Non si salva il pianeta non mangiando carne

E’ sufficiente ridurre i propri impatti alimentari sull’ambiente, per ritenersi “sostenibili”? Basta smettere di mangiare carne per salvare il pianeta? Sono domande che ci si pone sempre più spesso, giustamente, ma che ci possono portare ad avere un approccio un tantino limitante. Infatti, il concetto di sostenibilità sarebbe da estendere al proprio stile di vita nel suo complesso, dato che l’alimentazione ne rappresenta una variabile importante, ma non unica.

Ormai sembra quasi che diventare vegetariani o vegani sia l’unico modo per impattare meno. Spesso, infatti, chi sceglie di non mangiare carne lo fa per motivi ambientali, ancor prima che per motivi etici. Eppure, mangiare carne in giusta quantità o non mangiarne affatto non modifica in maniera sostanziale il proprio impatto ambientale complessivo. Altri fattori sono molto rilevanti sull’impatto ambientale complessivo di un individuo.

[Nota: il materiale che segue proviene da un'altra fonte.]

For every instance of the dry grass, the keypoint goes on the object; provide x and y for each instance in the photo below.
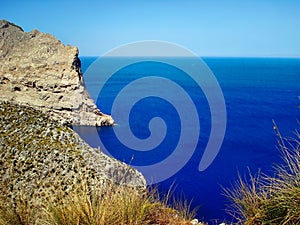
(112, 205)
(270, 200)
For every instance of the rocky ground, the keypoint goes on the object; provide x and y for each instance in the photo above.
(39, 156)
(36, 69)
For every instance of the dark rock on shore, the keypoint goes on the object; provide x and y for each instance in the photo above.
(39, 156)
(37, 70)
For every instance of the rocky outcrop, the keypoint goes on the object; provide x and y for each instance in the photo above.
(39, 156)
(38, 70)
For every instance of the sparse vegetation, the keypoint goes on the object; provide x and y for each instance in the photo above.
(46, 179)
(270, 200)
(113, 205)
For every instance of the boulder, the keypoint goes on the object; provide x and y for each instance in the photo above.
(38, 70)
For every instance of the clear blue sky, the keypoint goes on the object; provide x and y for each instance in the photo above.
(209, 28)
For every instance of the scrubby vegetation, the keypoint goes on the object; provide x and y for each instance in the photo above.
(113, 205)
(49, 176)
(270, 200)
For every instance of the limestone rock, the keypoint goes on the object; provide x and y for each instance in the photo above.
(37, 70)
(39, 156)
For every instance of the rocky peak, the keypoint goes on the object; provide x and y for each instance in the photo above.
(37, 70)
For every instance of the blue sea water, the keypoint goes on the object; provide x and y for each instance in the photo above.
(256, 91)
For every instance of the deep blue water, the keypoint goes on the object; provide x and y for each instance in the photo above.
(256, 90)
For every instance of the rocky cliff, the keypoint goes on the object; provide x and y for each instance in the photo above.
(38, 70)
(39, 156)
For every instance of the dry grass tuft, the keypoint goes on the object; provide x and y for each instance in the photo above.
(270, 200)
(113, 205)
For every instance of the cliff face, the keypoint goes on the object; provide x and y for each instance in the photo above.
(38, 70)
(39, 156)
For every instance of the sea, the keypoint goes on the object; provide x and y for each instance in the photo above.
(149, 114)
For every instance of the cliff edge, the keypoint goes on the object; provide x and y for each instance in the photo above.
(37, 70)
(39, 157)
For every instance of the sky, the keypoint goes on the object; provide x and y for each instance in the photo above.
(208, 28)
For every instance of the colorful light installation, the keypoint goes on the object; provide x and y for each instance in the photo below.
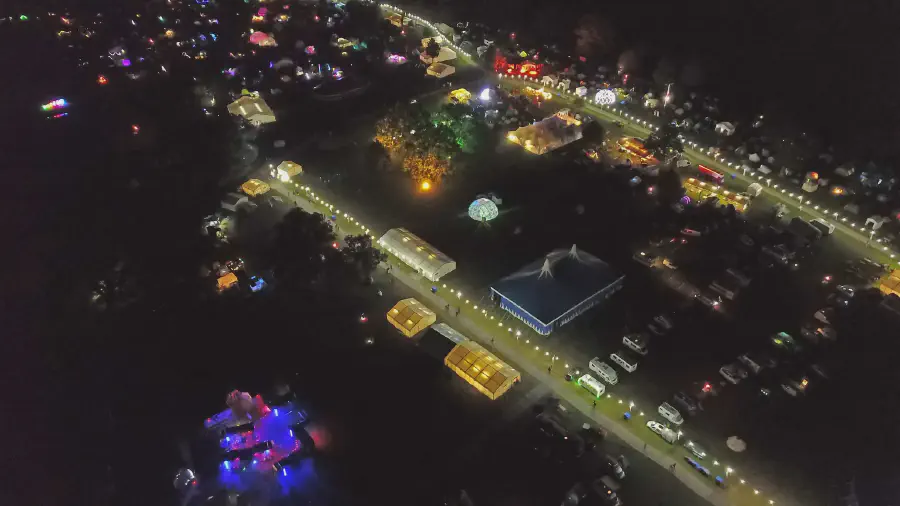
(483, 209)
(59, 103)
(605, 97)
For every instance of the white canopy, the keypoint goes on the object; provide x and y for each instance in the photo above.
(725, 128)
(416, 253)
(446, 54)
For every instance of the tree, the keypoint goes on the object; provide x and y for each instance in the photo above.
(428, 167)
(301, 248)
(665, 144)
(360, 253)
(433, 49)
(668, 187)
(593, 35)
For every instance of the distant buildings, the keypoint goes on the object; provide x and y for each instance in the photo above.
(552, 291)
(252, 108)
(548, 134)
(416, 253)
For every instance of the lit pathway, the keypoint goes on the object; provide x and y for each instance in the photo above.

La scelta di una automobile, ad esempio, può portare ad importanti ricadute ambientali: la differenza di impatto tra un’auto con grande potenza e una con potenza media può essere superiore alle 500 tonnellate di CO2 all’anno, un valore molto superiore al potenziale beneficio associato alle scelte alimentari. Da questi dati risulta evidente come “essere sostenibili” non possa essere ricondotto a una sola scelta, ma dovrebbe essere il risultato di un comportamento omogeneo e attento a molti risvolti.

Una ulteriore osservazione è utile per comprendere come alcuni dei casi presentati siano relativamente semplici da mettere in atto, in quanto basati su una scelta immediata (come appunto l’acquisto dell’automobile), mentre altri siano più complessi in quanto vincolati a fattori esterni o ad abitudini e comportamenti che, come le scelte alimentari, richiedono tempi diversi.

Insomma, invece che scagliarsi a priori contro un singolo alimento, bisognerebbe adottare uno stile di vita sostenibile a 360° attraverso semplici azioni, come cercare di ridurre i consumi nella propria abitazione – quindi non eccedendo con il riscaldamento invernale o il condizionamento estivo, scegliendo indumenti idonei alla stagione, o appunto facendo scelte legate ai propri consumi, mobilità, tempo libero ecc. che ci portino a consumare meno risorse naturali.